No processo de adaptação do ser humano, os sentidos da audição e da visão ganharam destaque na produção de respostas aos estímulos do meio. Essa distinção passou a ser responsável por parte significativa das nossas memórias, até mesmo por contemplarem também sensações térmicas, olfativas e outras reações perceptivas para a exploração das possibilidades oferecidas na permanência do ontem e do que há-de-ser.

Por conta desse alcance multissensorial na preservação de estados de consciência e na modelagem de diferentes alteridades, sons e imagens foram reunidos em museus que têm evoluído em todo o mundo. No estágio atual, são espaços em que as tramas entre frentes de pensamento não funcionam para a domesticação do tempo em linhas cronológicas, mas para deixá-lo livre na organicidade dos acontecimentos, das lembranças e da nossa vocação fabuladora.

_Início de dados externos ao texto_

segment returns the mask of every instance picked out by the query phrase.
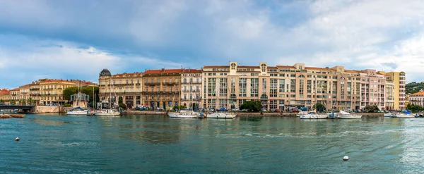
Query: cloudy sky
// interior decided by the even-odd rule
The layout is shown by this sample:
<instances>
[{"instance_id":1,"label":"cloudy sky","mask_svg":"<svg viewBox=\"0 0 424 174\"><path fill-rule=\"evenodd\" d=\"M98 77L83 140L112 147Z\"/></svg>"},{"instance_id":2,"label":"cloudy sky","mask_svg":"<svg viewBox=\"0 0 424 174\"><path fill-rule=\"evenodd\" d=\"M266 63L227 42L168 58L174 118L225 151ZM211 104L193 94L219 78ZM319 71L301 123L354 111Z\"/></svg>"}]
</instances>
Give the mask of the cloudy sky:
<instances>
[{"instance_id":1,"label":"cloudy sky","mask_svg":"<svg viewBox=\"0 0 424 174\"><path fill-rule=\"evenodd\" d=\"M424 1L0 0L0 88L230 61L423 81Z\"/></svg>"}]
</instances>

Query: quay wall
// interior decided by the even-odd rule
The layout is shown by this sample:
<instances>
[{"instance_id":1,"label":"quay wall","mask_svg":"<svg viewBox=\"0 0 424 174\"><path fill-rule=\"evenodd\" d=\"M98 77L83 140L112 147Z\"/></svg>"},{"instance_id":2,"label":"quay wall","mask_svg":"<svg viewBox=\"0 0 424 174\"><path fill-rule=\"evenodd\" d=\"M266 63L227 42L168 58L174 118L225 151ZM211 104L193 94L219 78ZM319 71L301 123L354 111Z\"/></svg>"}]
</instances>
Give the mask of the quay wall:
<instances>
[{"instance_id":1,"label":"quay wall","mask_svg":"<svg viewBox=\"0 0 424 174\"><path fill-rule=\"evenodd\" d=\"M128 115L167 115L167 111L126 111ZM237 116L280 116L280 117L295 117L296 113L285 112L271 112L271 113L250 113L250 112L235 112ZM359 113L363 116L367 117L382 117L384 115L382 113Z\"/></svg>"}]
</instances>

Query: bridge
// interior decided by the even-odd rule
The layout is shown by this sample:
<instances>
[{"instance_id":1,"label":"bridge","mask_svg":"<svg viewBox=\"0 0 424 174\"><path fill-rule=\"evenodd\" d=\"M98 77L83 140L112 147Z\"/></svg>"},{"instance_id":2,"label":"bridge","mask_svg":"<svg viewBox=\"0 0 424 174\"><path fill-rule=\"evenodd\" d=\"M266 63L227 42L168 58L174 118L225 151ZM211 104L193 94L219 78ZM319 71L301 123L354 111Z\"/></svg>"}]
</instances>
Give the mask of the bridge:
<instances>
[{"instance_id":1,"label":"bridge","mask_svg":"<svg viewBox=\"0 0 424 174\"><path fill-rule=\"evenodd\" d=\"M30 110L35 107L33 105L28 106L20 106L20 105L0 105L0 109L22 109L22 110Z\"/></svg>"}]
</instances>

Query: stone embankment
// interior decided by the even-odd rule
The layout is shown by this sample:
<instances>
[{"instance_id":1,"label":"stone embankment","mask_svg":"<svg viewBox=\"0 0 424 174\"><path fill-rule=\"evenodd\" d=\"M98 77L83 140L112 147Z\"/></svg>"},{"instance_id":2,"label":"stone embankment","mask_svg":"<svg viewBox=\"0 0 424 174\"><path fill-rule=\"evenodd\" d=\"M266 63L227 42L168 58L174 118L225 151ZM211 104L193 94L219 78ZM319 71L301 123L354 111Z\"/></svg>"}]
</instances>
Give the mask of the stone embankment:
<instances>
[{"instance_id":1,"label":"stone embankment","mask_svg":"<svg viewBox=\"0 0 424 174\"><path fill-rule=\"evenodd\" d=\"M167 111L126 111L128 115L167 115ZM280 117L295 117L297 113L286 112L236 112L237 116L280 116ZM365 117L382 117L384 115L382 113L358 113Z\"/></svg>"},{"instance_id":2,"label":"stone embankment","mask_svg":"<svg viewBox=\"0 0 424 174\"><path fill-rule=\"evenodd\" d=\"M0 114L0 118L23 118L25 114Z\"/></svg>"}]
</instances>

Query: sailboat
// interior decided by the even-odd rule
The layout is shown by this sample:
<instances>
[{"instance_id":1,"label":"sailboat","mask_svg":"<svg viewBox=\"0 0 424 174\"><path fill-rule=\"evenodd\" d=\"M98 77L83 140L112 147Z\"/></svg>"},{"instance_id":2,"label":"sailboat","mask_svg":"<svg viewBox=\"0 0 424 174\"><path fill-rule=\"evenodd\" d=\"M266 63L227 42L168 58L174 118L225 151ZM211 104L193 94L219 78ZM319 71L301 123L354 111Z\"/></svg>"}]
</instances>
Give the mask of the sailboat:
<instances>
[{"instance_id":1,"label":"sailboat","mask_svg":"<svg viewBox=\"0 0 424 174\"><path fill-rule=\"evenodd\" d=\"M113 85L113 84L112 84L112 82L110 81L110 84L111 84L111 85ZM108 109L102 109L100 111L94 111L94 115L95 116L117 116L121 115L121 112L119 111L118 111L117 109L112 109L112 89L110 90L110 94L109 94L109 104L110 106L110 108ZM114 95L115 95L115 99L117 99L117 94L114 92Z\"/></svg>"},{"instance_id":2,"label":"sailboat","mask_svg":"<svg viewBox=\"0 0 424 174\"><path fill-rule=\"evenodd\" d=\"M181 104L181 97L179 98L178 106ZM191 100L190 100L191 101ZM172 100L173 102L173 100ZM192 110L189 111L182 111L180 107L178 107L179 109L176 113L168 113L168 116L170 118L196 118L199 114L196 112L193 111Z\"/></svg>"},{"instance_id":3,"label":"sailboat","mask_svg":"<svg viewBox=\"0 0 424 174\"><path fill-rule=\"evenodd\" d=\"M218 93L218 92L216 92ZM216 94L216 101L218 101L218 94ZM225 111L225 108L224 108ZM237 114L236 113L229 113L228 111L222 111L222 112L218 112L218 111L216 110L215 111L215 113L210 113L208 114L206 116L206 118L229 118L229 119L232 119L234 118Z\"/></svg>"},{"instance_id":4,"label":"sailboat","mask_svg":"<svg viewBox=\"0 0 424 174\"><path fill-rule=\"evenodd\" d=\"M76 105L78 106L79 102L82 101L82 93L81 90L81 87L78 86L78 96L76 97ZM87 108L83 108L81 107L75 107L71 108L71 110L66 112L66 115L68 116L87 116L90 114L90 111Z\"/></svg>"},{"instance_id":5,"label":"sailboat","mask_svg":"<svg viewBox=\"0 0 424 174\"><path fill-rule=\"evenodd\" d=\"M361 115L359 114L352 114L348 112L345 112L343 111L340 111L340 113L338 115L337 118L338 119L355 119L355 118L362 118Z\"/></svg>"}]
</instances>

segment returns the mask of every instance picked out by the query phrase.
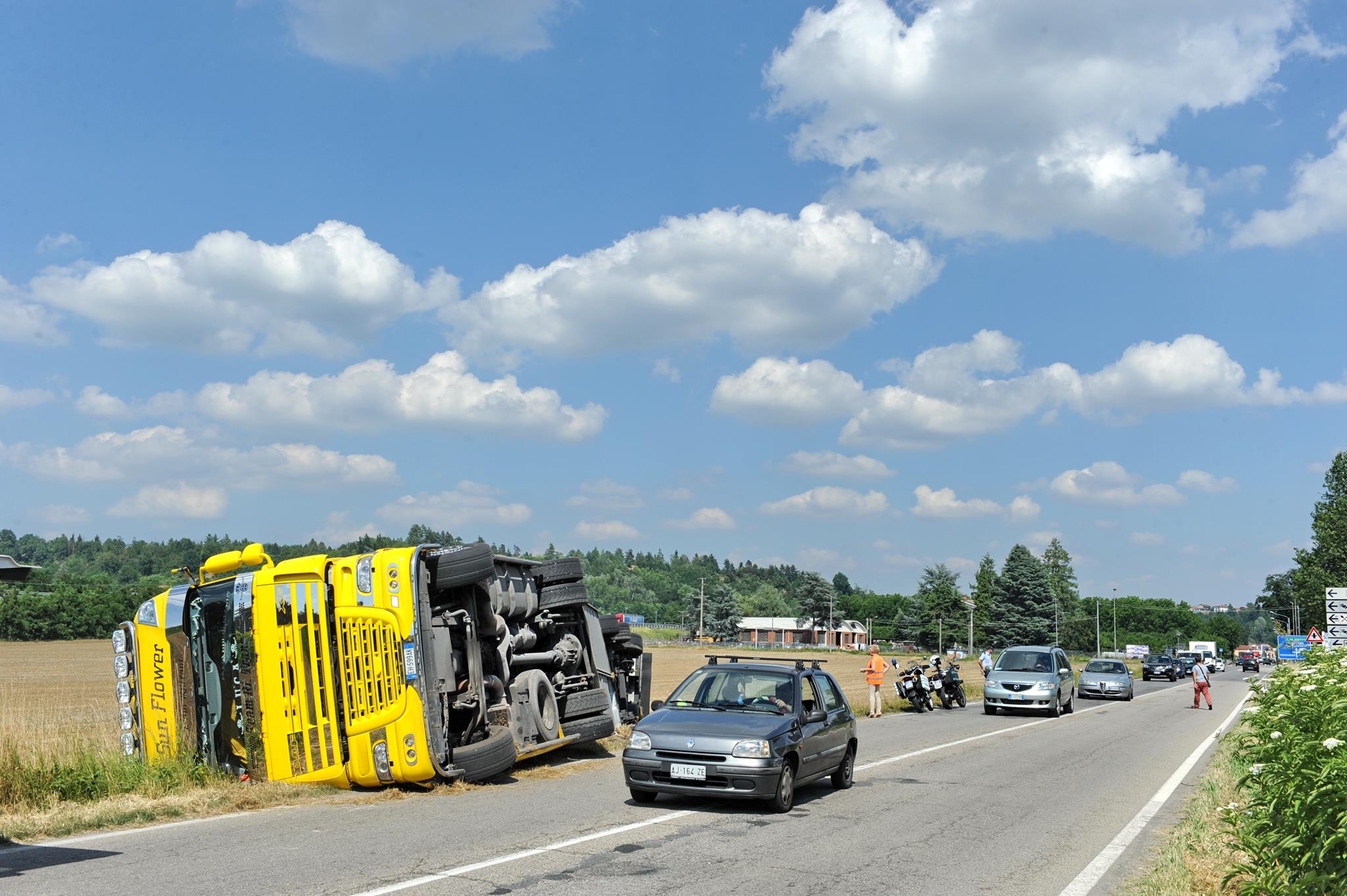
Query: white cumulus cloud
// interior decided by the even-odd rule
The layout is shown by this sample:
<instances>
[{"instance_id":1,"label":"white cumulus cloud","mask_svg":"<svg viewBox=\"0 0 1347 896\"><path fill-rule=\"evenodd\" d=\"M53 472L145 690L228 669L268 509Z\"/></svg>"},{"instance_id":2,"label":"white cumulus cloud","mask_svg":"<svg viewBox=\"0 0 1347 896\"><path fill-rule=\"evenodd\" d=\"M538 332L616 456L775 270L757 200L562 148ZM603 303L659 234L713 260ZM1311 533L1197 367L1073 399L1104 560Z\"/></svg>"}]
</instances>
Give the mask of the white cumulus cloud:
<instances>
[{"instance_id":1,"label":"white cumulus cloud","mask_svg":"<svg viewBox=\"0 0 1347 896\"><path fill-rule=\"evenodd\" d=\"M234 488L260 489L397 481L396 465L377 454L342 454L295 443L240 449L202 442L183 427L168 426L100 433L70 447L0 443L0 461L9 461L42 478L66 482L222 478Z\"/></svg>"},{"instance_id":2,"label":"white cumulus cloud","mask_svg":"<svg viewBox=\"0 0 1347 896\"><path fill-rule=\"evenodd\" d=\"M214 520L224 515L228 505L229 499L222 488L179 482L178 485L145 485L135 494L109 507L108 515Z\"/></svg>"},{"instance_id":3,"label":"white cumulus cloud","mask_svg":"<svg viewBox=\"0 0 1347 896\"><path fill-rule=\"evenodd\" d=\"M854 414L865 387L827 361L764 357L742 373L722 376L711 410L754 423L803 426Z\"/></svg>"},{"instance_id":4,"label":"white cumulus cloud","mask_svg":"<svg viewBox=\"0 0 1347 896\"><path fill-rule=\"evenodd\" d=\"M686 520L664 520L664 524L676 530L733 530L734 517L718 507L703 507Z\"/></svg>"},{"instance_id":5,"label":"white cumulus cloud","mask_svg":"<svg viewBox=\"0 0 1347 896\"><path fill-rule=\"evenodd\" d=\"M889 499L882 492L862 494L855 489L820 485L780 501L768 501L758 509L764 513L797 516L872 515L889 509Z\"/></svg>"},{"instance_id":6,"label":"white cumulus cloud","mask_svg":"<svg viewBox=\"0 0 1347 896\"><path fill-rule=\"evenodd\" d=\"M457 352L440 352L409 373L381 360L323 376L261 371L244 383L206 384L195 406L252 428L415 426L562 441L597 435L607 415L598 404L563 404L548 388L520 388L513 376L480 380Z\"/></svg>"},{"instance_id":7,"label":"white cumulus cloud","mask_svg":"<svg viewBox=\"0 0 1347 896\"><path fill-rule=\"evenodd\" d=\"M447 492L404 494L384 504L376 515L403 530L423 523L453 531L470 525L517 525L528 521L533 511L527 504L501 501L498 489L462 480Z\"/></svg>"},{"instance_id":8,"label":"white cumulus cloud","mask_svg":"<svg viewBox=\"0 0 1347 896\"><path fill-rule=\"evenodd\" d=\"M836 451L796 451L781 462L781 469L818 478L882 480L893 476L884 461Z\"/></svg>"},{"instance_id":9,"label":"white cumulus cloud","mask_svg":"<svg viewBox=\"0 0 1347 896\"><path fill-rule=\"evenodd\" d=\"M939 264L855 212L715 209L665 218L582 256L516 267L453 305L454 344L498 360L587 356L729 335L822 348L932 283Z\"/></svg>"},{"instance_id":10,"label":"white cumulus cloud","mask_svg":"<svg viewBox=\"0 0 1347 896\"><path fill-rule=\"evenodd\" d=\"M1183 504L1185 500L1179 489L1164 482L1138 488L1138 478L1115 461L1095 461L1083 470L1059 473L1051 488L1061 497L1118 507Z\"/></svg>"},{"instance_id":11,"label":"white cumulus cloud","mask_svg":"<svg viewBox=\"0 0 1347 896\"><path fill-rule=\"evenodd\" d=\"M1347 112L1328 131L1328 155L1296 163L1286 206L1259 210L1235 229L1235 247L1282 247L1320 233L1347 230Z\"/></svg>"},{"instance_id":12,"label":"white cumulus cloud","mask_svg":"<svg viewBox=\"0 0 1347 896\"><path fill-rule=\"evenodd\" d=\"M1206 199L1158 148L1180 115L1257 98L1313 51L1296 0L933 0L811 8L766 69L793 152L896 225L1008 238L1087 230L1179 252Z\"/></svg>"},{"instance_id":13,"label":"white cumulus cloud","mask_svg":"<svg viewBox=\"0 0 1347 896\"><path fill-rule=\"evenodd\" d=\"M548 46L562 0L280 0L299 49L327 62L388 69L477 50L506 59Z\"/></svg>"},{"instance_id":14,"label":"white cumulus cloud","mask_svg":"<svg viewBox=\"0 0 1347 896\"><path fill-rule=\"evenodd\" d=\"M1239 484L1228 476L1216 477L1207 470L1184 470L1179 474L1179 488L1219 494L1220 492L1233 492L1239 488Z\"/></svg>"},{"instance_id":15,"label":"white cumulus cloud","mask_svg":"<svg viewBox=\"0 0 1347 896\"><path fill-rule=\"evenodd\" d=\"M32 300L93 321L106 345L334 356L380 325L458 298L458 280L409 267L343 221L284 244L209 233L183 252L143 249L109 264L51 267Z\"/></svg>"},{"instance_id":16,"label":"white cumulus cloud","mask_svg":"<svg viewBox=\"0 0 1347 896\"><path fill-rule=\"evenodd\" d=\"M620 520L607 520L602 523L581 521L575 524L574 535L578 538L594 539L595 542L616 542L620 539L632 540L641 538L640 532Z\"/></svg>"},{"instance_id":17,"label":"white cumulus cloud","mask_svg":"<svg viewBox=\"0 0 1347 896\"><path fill-rule=\"evenodd\" d=\"M1001 505L981 497L960 500L950 488L932 489L928 485L919 485L912 493L917 499L912 513L946 520L1002 515L1012 520L1032 520L1041 509L1028 494L1020 494L1009 504Z\"/></svg>"}]
</instances>

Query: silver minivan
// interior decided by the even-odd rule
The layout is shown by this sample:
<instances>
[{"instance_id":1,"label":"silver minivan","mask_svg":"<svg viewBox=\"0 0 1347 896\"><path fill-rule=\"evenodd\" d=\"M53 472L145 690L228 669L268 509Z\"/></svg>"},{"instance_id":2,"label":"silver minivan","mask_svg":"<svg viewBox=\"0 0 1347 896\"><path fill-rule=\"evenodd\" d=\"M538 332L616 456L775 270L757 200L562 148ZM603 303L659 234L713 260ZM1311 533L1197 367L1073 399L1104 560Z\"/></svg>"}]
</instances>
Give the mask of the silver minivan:
<instances>
[{"instance_id":1,"label":"silver minivan","mask_svg":"<svg viewBox=\"0 0 1347 896\"><path fill-rule=\"evenodd\" d=\"M1060 647L1008 647L982 689L982 711L1029 709L1061 715L1076 707L1076 674Z\"/></svg>"}]
</instances>

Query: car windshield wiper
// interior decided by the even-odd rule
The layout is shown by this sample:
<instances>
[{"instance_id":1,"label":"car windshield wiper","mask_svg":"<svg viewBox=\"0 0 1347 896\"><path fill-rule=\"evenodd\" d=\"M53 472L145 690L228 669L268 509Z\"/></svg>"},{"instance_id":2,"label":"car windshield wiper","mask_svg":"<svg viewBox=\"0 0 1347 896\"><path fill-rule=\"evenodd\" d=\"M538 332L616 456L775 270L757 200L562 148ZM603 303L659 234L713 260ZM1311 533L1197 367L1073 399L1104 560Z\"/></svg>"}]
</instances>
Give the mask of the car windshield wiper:
<instances>
[{"instance_id":1,"label":"car windshield wiper","mask_svg":"<svg viewBox=\"0 0 1347 896\"><path fill-rule=\"evenodd\" d=\"M695 706L696 709L714 709L722 713L725 711L723 706L717 706L715 703L702 703L699 701L669 701L669 703L675 703L679 709L683 709L684 706Z\"/></svg>"}]
</instances>

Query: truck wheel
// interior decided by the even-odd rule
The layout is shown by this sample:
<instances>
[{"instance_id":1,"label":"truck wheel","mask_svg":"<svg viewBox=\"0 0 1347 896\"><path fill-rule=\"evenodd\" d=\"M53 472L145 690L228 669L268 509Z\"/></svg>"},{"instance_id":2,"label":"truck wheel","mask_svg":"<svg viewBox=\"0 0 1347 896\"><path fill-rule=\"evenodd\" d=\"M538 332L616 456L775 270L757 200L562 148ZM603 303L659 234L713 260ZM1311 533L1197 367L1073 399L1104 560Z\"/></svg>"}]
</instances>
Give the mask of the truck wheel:
<instances>
[{"instance_id":1,"label":"truck wheel","mask_svg":"<svg viewBox=\"0 0 1347 896\"><path fill-rule=\"evenodd\" d=\"M533 717L540 744L560 737L562 714L556 709L556 693L541 670L531 668L520 672L511 683L511 690L528 694L528 711Z\"/></svg>"},{"instance_id":2,"label":"truck wheel","mask_svg":"<svg viewBox=\"0 0 1347 896\"><path fill-rule=\"evenodd\" d=\"M515 764L515 736L506 725L492 725L475 744L455 746L449 761L463 772L465 781L484 781Z\"/></svg>"},{"instance_id":3,"label":"truck wheel","mask_svg":"<svg viewBox=\"0 0 1347 896\"><path fill-rule=\"evenodd\" d=\"M496 575L496 554L486 543L442 547L422 554L430 567L430 586L440 591Z\"/></svg>"},{"instance_id":4,"label":"truck wheel","mask_svg":"<svg viewBox=\"0 0 1347 896\"><path fill-rule=\"evenodd\" d=\"M535 566L533 577L537 578L543 587L548 585L570 585L585 578L585 570L581 569L581 558L563 556L559 561L548 561Z\"/></svg>"},{"instance_id":5,"label":"truck wheel","mask_svg":"<svg viewBox=\"0 0 1347 896\"><path fill-rule=\"evenodd\" d=\"M550 585L543 589L537 598L537 609L546 610L554 606L574 606L589 604L589 589L583 585Z\"/></svg>"}]
</instances>

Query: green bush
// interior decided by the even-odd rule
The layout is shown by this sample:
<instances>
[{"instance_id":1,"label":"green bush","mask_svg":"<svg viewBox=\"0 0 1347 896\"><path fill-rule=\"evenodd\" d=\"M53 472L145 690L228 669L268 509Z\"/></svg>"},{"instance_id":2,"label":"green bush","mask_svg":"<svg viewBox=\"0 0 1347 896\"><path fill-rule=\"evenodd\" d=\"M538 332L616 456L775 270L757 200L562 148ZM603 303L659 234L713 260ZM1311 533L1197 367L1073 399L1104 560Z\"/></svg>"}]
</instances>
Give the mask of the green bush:
<instances>
[{"instance_id":1,"label":"green bush","mask_svg":"<svg viewBox=\"0 0 1347 896\"><path fill-rule=\"evenodd\" d=\"M1282 666L1245 707L1243 803L1224 810L1247 857L1241 896L1334 896L1347 881L1347 653Z\"/></svg>"}]
</instances>

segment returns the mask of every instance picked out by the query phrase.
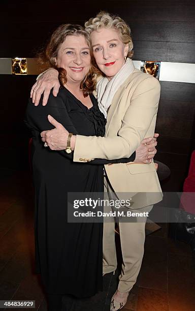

A fraqueza existencial da atualidade, diante da supremacia do consumismo, dos abalos neofascistas e do autoengano da visibilidade a qualquer custo, começa a ser aliviada quando se descobre valor nas vibrações e visualidades, pelo movimento de campos de abstrações e ligações de nodos referenciais no jogo dos códigos. Por isso, um bom Museu da Imagem e do Som (MIS) é aquele que não uniformiza, nem se submete a grupos de dominância estética e política, mas o que permite associações muitas vezes vistas e ouvidas como não associáveis.

Praça do novo Museu da Imagem e do Som (MIS – Ceará), com nova estrutura à esquerda e a casa histórica à direita. Foto: Divulgação / Instituto Mirante.

Em Fortaleza estamos caminhando para ter um MIS admirável. Depois de 43 anos funcionando basicamente como arquivo, o museu da memória audiovisual cearense volta-se para ser um espaço de perspectivas comunicativas. Revitalizado e ampliado, com atualização tecnológica de ponta, programações atraentes e uma praça para copresenças físicas diversas, o MIS Ceará é um lugar propício ao exercício da disposição mental interativa.

O diretor Silas de Paula tem dito com valioso poder de síntese, força conceitual e visão cosmopolita que o diferencial do novo MIS é o Ceará: “Só nós temos o Ceará”. Essa é uma grande missão, considerando que nós, cearenses, fomos exilados em nosso próprio desconhecimento do que somos por políticas de apagamento de manifestações históricas e práticas cartoriais por parte dos órgãos de cultura, o que nos levou a ser tolerantes com os descasos da nossa memória.

No momento o MIS está fazendo a organização do acervo, a catalogação adequada ao novo propósito e restauros digitais para poder efetivamente entrar na fase de dinamização do Ceará acústico e luminoso, inclusive com condições de receber pesquisadores externos e outras pessoas interessadas por memórias cruzadas e simulações de tendências. Isso ainda levará um bom tempo e requererá financiamento à altura da tarefa.

A gestão do MIS Ceará e sua equipe técnica revelam que estão agindo em linha com o discurso quando abrem o vídeo de apresentação do museu (disponível no YouTube) com o som de triângulo dos vendedores de chegadinha, uma espécie de hóstia profana, rústica e crocante das delícias populares de rua. Pode parecer simples, mas é com esse tipo de vocabulário sonoro e imagético que poderemos construir pontes para novos enfoques e hipóteses perceptivas da cearensidade.

Nesse sentido, tudo pode ser enxergado e ouvido: a forma como a mulher, a criança, o negro, os povos originários e o mestiço são tratados na nossa música e nas artes visuais; artistas de outras terras que pintaram, fotografaram e cantaram o Ceará; sonoridades e imagens da fé na fenomenologia do Padre Cícero; casacas-de-couro dos Inhamuns; ferros dos maracatus; tibungos de copo em pote d’água dormida; sons da natureza que habitam os centros urbanos; enfim, são tantos os estranhamentos e tantas as familiaridades da geografia humana cearense e suas paisagens visuais e sonoras.